Add Azure CLI and PowerShell tabs to operation event logging tutorial

msmbaldwin · msmbaldwin · commit c1455ed5155e · 2026-04-08T11:36:41.000-07:00
diff --git a/articles/cloud-hsm/tutorial-operation-event-logging.md b/articles/cloud-hsm/tutorial-operation-event-logging.md
@@ -44,51 +44,103 @@ Use the commands in the following sections to set up the resources that you want
 
 ### Create a storage account to store HSM logs
 
-To create a storage account for storing HSM logs, you first need to create a resource group.
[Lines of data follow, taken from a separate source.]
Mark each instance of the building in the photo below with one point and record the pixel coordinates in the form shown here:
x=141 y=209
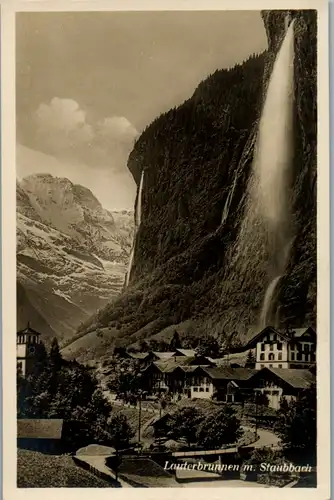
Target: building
x=290 y=349
x=278 y=383
x=28 y=347
x=43 y=435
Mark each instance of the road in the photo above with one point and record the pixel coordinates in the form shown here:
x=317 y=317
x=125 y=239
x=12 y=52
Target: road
x=266 y=438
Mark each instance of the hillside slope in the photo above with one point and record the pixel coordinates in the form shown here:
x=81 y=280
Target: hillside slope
x=71 y=254
x=197 y=161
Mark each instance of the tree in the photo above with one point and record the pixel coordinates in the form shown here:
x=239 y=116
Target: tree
x=184 y=424
x=297 y=421
x=250 y=361
x=175 y=343
x=219 y=428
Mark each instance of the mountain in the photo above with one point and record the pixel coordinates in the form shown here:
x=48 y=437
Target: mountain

You also need to create the storage account within that resource group. Use the following commands to create all these items:
+To create a storage account for storing HSM logs, you first need to create a resource group. You also need to create the storage account within that resource group.
 
-```bash
-az group create --name <resource-group> --location <location>
-az storage account create --name <storage-account-name> --resource-group <resource-group> --location <location> --sku Standard_LRS --kind StorageV2
+# [Azure CLI](#tab/azure-cli)
+
+```azurecli
+az group create --name "<resource-group>" --location "<location>"
+
+az storage account create \
+  --name "<storage-account-name>" \
+  --resource-group "<resource-group>" \
+  --location "<location>" \
+  --sku Standard_LRS \
+  --kind StorageV2
+```
+
+# [Azure PowerShell](#tab/azure-powershell)
+
+```azurepowershell
+New-AzResourceGroup -Name "<resource-group>" -Location "<location>"
+
+New-AzStorageAccount `
+  -Name "<storage-account-name>" `
+  -ResourceGroupName "<resource-group>" `
+  -Location "<location>" `
+  -SkuName Standard_LRS `
+  -Kind StorageV2
 ```
 
+---
+
 ### Create a Log Analytics workspace
 
-To create a Log Analytics workspace for storing and analyzing HSM logs, use the following command:
+To create a Log Analytics workspace for storing and analyzing HSM logs, use the following command.
+
+# [Azure CLI](#tab/azure-cli)
 
-```bash
-az monitor log-analytics workspace create --resource-group <resource-group> --workspace-name <workspace-name>
+```azurecli
+az monitor log-analytics workspace create \
+  --resource-group "<resource-group>" \
+  --workspace-name "<workspace-name>"
 ```
 
+# [Azure PowerShell](#tab/azure-powershell)
+
+```azurepowershell
+New-AzOperationalInsightsWorkspace `
+  -ResourceGroupName "<resource-group>" `
+  -Name "<workspace-name>" `
+  -Location "<location>"
+```
+
+---
+
 For more information about creating a Log Analytics workspace for Azure Monitor, see [Create a Log Analytics workspace](/azure/azure-monitor/logs/quick-create-workspace?tabs=azure-cli).
 
-### Enable diagnostic settings by using the Azure CLI or Azure PowerShell
+### Enable diagnostic settings
 
-To set variables and run the command to enable diagnostic settings for Azure Cloud HSM operation event logging, use the following code. Replace the placeholders for `SubscriptionId`, `ResourceGroupName`, `HSMName`, `StorageAccountName`, and `WorkspaceName` with the appropriate values for your environment.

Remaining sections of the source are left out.